JFN - Um dos efeitos práticos é o Cadastro Nacional de Adoção, idéia da conselheira Andréia Pachá (que vai unificar dados de crianças de todo o País). Temos de mudar a idéia que as pessoas fazem de orfanato, que é coisa de novela mexicana. Pesquisa do Ipea detalha quem são os abrigados e tira o mito de que todos estão lá para serem adotados: 87% possuem pai ou mãe e 60% recebem visitas regulares. Muitos estão lá porque seus pais não têm condições financeiras de criá-los.
Por que é importante a adoção legalizada?
JFN - Para evitar extorsão. Muitas vezes o casal que compra uma criança nem percebe o que está fazendo: interna a mãe num hospital particular, paga medicamento, médicos. Depois fica com o filho dela. Não pode ser assim. A mãe biológica não deve saber para onde foi o bebê. Temos casos de filhos de criação no País. Um deles foi em Goiânia (a menina mantida em cárcere privado e espancada), que nem chegou a ser uma adoção. Estamos levantando inúmeras situações parecidas. Ainda há crianças criadas para virar domésticas. Dizem que são 'filhos do coração', mas nunca regularizam a situação.

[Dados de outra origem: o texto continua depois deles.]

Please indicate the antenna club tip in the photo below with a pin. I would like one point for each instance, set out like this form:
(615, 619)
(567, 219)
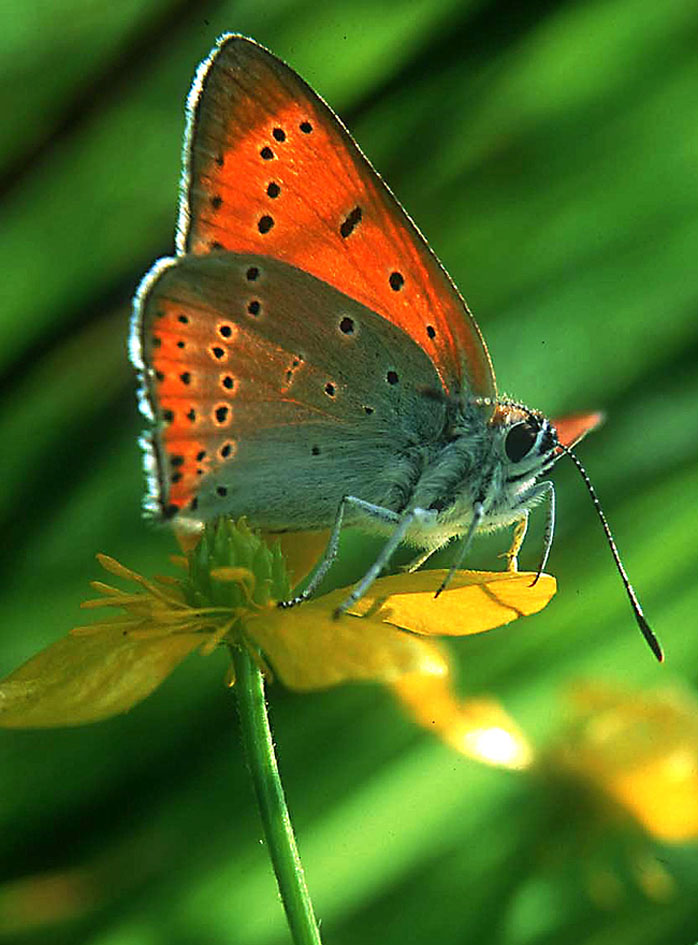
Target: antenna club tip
(648, 634)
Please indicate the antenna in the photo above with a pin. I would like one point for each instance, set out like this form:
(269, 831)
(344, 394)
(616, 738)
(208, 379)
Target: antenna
(645, 628)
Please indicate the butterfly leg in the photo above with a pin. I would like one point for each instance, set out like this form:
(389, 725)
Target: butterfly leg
(547, 491)
(512, 555)
(417, 562)
(405, 521)
(330, 552)
(475, 522)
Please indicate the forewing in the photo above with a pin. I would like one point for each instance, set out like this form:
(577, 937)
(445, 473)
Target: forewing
(273, 395)
(269, 168)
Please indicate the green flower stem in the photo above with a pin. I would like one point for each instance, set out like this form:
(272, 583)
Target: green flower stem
(259, 748)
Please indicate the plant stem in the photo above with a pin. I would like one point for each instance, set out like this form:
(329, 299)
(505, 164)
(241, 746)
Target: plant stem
(259, 748)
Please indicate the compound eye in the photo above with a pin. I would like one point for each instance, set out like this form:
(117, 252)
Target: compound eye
(520, 440)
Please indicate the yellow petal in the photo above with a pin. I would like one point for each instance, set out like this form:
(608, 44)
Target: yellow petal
(477, 728)
(641, 749)
(308, 649)
(475, 601)
(85, 678)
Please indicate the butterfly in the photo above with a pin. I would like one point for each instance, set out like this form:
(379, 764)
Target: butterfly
(304, 358)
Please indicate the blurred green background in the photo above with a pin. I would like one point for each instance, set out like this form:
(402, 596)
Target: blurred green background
(549, 152)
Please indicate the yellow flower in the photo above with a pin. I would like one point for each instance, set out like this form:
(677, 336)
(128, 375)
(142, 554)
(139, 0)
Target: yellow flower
(640, 751)
(228, 596)
(623, 773)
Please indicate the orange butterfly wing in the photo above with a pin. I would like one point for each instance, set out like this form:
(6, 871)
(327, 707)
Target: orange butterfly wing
(572, 428)
(272, 170)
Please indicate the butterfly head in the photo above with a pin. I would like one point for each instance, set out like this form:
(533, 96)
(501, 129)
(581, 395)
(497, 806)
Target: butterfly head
(526, 446)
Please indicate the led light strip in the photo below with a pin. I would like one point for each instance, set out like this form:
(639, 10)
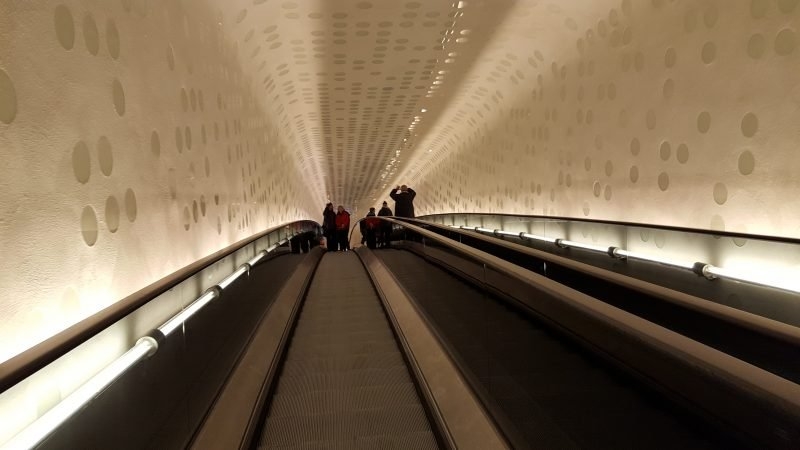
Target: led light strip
(708, 271)
(145, 347)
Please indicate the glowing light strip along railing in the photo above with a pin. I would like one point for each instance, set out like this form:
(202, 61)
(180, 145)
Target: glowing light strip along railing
(708, 271)
(145, 347)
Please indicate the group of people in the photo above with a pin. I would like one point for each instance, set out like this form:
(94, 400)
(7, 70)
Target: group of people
(375, 232)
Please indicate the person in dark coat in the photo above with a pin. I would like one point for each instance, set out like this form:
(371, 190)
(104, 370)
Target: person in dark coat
(342, 227)
(329, 226)
(369, 229)
(385, 228)
(403, 197)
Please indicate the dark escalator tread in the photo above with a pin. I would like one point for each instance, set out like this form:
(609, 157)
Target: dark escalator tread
(344, 383)
(555, 393)
(393, 421)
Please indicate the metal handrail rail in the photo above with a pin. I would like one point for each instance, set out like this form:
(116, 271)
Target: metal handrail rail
(20, 367)
(731, 234)
(764, 325)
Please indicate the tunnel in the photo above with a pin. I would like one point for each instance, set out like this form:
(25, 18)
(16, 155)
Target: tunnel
(610, 184)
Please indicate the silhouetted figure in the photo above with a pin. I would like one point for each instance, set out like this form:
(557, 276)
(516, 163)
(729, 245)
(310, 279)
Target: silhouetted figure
(342, 227)
(329, 226)
(403, 197)
(385, 231)
(369, 229)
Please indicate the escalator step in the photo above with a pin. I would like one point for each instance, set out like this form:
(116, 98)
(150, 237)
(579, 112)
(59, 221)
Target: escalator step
(314, 426)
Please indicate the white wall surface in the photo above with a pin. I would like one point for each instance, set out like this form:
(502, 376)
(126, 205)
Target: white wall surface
(654, 111)
(133, 143)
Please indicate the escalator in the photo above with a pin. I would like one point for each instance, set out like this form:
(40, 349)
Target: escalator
(544, 390)
(328, 350)
(344, 382)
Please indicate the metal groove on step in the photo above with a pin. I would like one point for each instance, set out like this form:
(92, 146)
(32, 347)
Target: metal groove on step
(344, 383)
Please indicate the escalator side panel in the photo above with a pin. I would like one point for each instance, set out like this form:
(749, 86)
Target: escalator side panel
(556, 394)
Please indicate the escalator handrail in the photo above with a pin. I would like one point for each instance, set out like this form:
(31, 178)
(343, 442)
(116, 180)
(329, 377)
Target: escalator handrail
(25, 364)
(730, 234)
(762, 325)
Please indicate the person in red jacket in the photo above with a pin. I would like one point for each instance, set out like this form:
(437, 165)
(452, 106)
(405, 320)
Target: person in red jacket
(342, 228)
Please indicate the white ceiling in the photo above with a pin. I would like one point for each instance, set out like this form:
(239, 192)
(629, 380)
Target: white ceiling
(357, 84)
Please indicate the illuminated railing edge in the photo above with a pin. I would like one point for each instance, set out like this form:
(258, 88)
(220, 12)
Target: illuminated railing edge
(37, 431)
(708, 271)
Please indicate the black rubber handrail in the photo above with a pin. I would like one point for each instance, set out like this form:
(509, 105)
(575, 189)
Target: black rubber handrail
(731, 234)
(39, 356)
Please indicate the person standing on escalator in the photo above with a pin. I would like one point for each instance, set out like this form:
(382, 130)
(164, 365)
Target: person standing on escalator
(329, 227)
(403, 197)
(342, 227)
(385, 227)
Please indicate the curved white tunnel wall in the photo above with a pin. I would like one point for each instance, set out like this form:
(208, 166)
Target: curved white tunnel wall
(665, 112)
(133, 143)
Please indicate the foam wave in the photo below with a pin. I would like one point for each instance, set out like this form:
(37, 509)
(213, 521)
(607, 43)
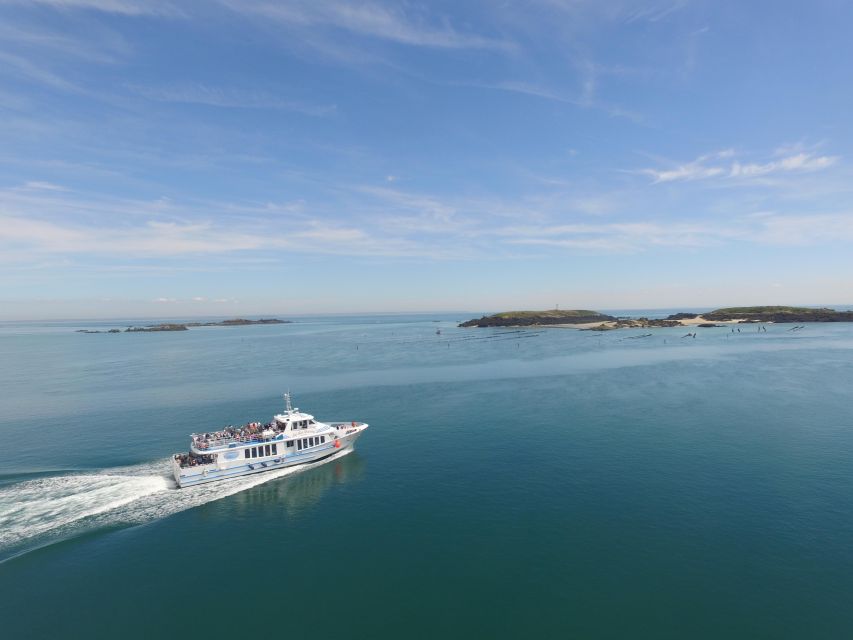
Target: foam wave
(37, 512)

Há um consenso no Judiciário sobre adoções intuito personae (consensual)?
JFN - Há uma divergência. Um grupo entende que a mãe pode dar o filho para quem quiser. Outro diz que não é bem assim. Isso não exclui a obrigação do juiz de pesquisar os motivos da mãe, se não há uma compra e venda. Não é direito de a mãe estar com o filho, mas é direito de o filho estar com a mãe. E preciso olhar sobre a perspectiva da criança. O conforto material é importante, mas não é tudo. A menina de Goiânia talvez tivesse conforto, mas vivia em condições inaceitáveis.
A habilitação não é muito demorada?
JFN - O tempo da fila da adoção serve para maturar a idéia. Tive caso em que o casal pagou o pré-natal e o parto. Quando a criança nasceu, puseram a mãe num ônibus para o Interior. A mulher não foi e veio parar todo mundo no juizado. Perguntei aos pais se ficariam com a criança caso houvesse um problema de saúde. Responderam que nos exames estava tudo bem. Tirei a criança deles. A pessoa pronta para a adoção tem que estar preparada para tudo. Juizado exige comprovante de renda, mas quem ganha um salário mínimo também pode adotar
O senhor defende a habilitação de casais?

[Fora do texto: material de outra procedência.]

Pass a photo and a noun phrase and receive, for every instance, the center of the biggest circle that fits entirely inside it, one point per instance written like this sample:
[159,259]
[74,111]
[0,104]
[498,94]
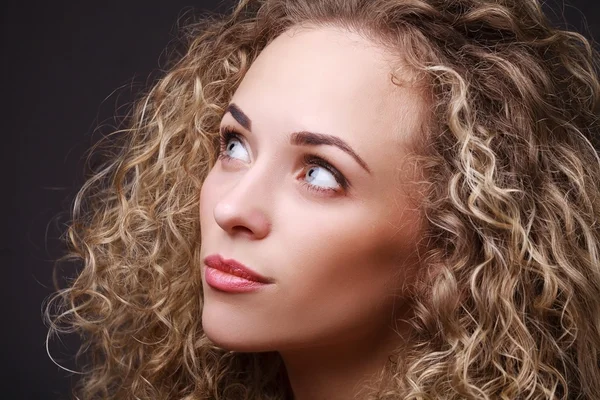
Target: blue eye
[319,176]
[232,146]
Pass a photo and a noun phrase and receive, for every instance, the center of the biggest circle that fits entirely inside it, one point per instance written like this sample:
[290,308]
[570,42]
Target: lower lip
[225,282]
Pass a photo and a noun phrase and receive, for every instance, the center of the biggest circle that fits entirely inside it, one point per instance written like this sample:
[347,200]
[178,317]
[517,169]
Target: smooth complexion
[314,191]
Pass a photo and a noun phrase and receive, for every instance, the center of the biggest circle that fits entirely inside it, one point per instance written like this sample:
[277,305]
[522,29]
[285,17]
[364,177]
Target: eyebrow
[302,138]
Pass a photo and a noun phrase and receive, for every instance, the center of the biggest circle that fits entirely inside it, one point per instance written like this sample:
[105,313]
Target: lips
[235,268]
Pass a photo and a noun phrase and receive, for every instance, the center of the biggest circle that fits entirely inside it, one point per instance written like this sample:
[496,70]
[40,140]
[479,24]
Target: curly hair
[509,304]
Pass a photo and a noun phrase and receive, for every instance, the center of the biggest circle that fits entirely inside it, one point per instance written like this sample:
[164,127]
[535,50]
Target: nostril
[240,229]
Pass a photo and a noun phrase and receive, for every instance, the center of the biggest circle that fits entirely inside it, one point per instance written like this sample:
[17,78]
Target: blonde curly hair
[512,202]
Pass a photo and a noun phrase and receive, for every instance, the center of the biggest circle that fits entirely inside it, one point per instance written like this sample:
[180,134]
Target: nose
[241,209]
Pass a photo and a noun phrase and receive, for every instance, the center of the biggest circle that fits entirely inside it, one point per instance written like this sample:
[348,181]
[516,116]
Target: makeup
[231,276]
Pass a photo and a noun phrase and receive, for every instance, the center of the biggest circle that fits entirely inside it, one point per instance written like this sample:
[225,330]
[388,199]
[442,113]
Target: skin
[341,260]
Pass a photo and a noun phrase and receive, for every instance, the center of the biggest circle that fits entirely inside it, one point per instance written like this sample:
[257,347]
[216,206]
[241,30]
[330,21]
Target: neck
[340,370]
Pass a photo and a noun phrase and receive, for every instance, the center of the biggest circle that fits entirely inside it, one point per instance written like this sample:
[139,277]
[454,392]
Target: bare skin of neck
[338,371]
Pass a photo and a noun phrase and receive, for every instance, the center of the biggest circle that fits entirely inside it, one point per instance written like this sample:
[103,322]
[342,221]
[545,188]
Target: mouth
[228,275]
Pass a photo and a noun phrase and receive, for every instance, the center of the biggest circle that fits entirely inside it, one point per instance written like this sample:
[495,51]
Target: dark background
[66,69]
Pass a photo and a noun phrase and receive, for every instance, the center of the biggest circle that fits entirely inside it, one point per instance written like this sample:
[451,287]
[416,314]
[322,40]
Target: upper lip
[234,267]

JFN - Com unhas e dentes. E que seja feita pelo Judiciário. O País está muito bem preparado para isso. Existe todo um processo para acolher essa pessoa e evitar que caia na armadilha e na chantagem. Defendo o processo de habilitação e o modelo de adoção que temos.
A mãe que quer dar o filho para adoção é vítima da falta de informação...

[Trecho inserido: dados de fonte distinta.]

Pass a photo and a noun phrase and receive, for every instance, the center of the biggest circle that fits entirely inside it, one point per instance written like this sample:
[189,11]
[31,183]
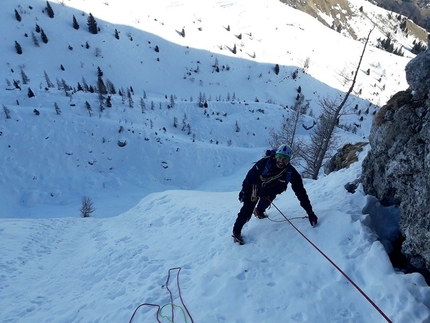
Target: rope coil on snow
[160,308]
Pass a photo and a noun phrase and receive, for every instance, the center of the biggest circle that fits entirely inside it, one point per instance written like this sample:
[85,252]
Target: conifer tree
[49,10]
[30,93]
[17,15]
[35,40]
[18,48]
[92,24]
[43,36]
[24,77]
[57,109]
[49,84]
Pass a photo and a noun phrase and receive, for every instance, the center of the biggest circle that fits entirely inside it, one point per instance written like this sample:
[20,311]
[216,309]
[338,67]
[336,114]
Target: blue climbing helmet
[284,151]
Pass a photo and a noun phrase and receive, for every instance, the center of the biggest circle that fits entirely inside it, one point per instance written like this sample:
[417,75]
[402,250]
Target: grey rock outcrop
[397,168]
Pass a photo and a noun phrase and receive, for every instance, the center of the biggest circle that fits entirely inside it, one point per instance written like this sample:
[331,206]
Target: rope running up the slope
[340,270]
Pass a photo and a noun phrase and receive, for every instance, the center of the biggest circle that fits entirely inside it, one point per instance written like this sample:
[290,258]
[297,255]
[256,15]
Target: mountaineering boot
[260,215]
[237,237]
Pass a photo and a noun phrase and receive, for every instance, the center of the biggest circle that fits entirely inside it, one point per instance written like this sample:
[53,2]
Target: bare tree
[6,111]
[287,133]
[87,207]
[322,139]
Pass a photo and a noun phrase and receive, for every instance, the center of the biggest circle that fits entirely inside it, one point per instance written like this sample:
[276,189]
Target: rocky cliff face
[397,168]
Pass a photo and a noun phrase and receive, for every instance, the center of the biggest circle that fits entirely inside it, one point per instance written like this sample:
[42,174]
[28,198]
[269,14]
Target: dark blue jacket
[272,180]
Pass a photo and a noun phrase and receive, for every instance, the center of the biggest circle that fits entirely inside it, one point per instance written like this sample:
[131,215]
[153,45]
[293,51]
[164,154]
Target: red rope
[340,270]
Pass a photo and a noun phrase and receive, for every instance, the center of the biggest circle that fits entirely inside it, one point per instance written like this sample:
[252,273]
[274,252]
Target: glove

JFN - Vamos lançar uma cartilha de orientação a agentes de saúde, enfermeiros e médicos, para que quando aparecer essa mãe na maternidade possam conversar sobre a possível entrega da criança ao juizado. Há muita falta de informação. Ela tem vergonha, acha que pode ser presa. Não pensamos em fazer um documento dirigido à mãe porque pode ser entendido como campanha para que dê o filho. O que queremos é ajudar esses profissionais para que possam dizer às mães que elas não vão ser presas. O sigilo é garantido, mostrando que o gesto de amor dela vai ser mais seguro porque os casais que estão aqui passaram por essa avaliação.
Muitos casais têm medo de não serem aceitos.
JFN - Tem gente que acha que por ter sido processada por um cheque sem fundo, não vai conseguir adotar. E claro que um dos documentos é a certidão de antecedentes. Mas é para ver se a pessoa não tem um processo de abuso sexual, um histórico de violência. O comprovante de renda é para ver se a pessoa tem condições mínimas. Mas isso não significa que alguém que ganha salário mínimo não pode adotar. O que se quer é evitar abandonos.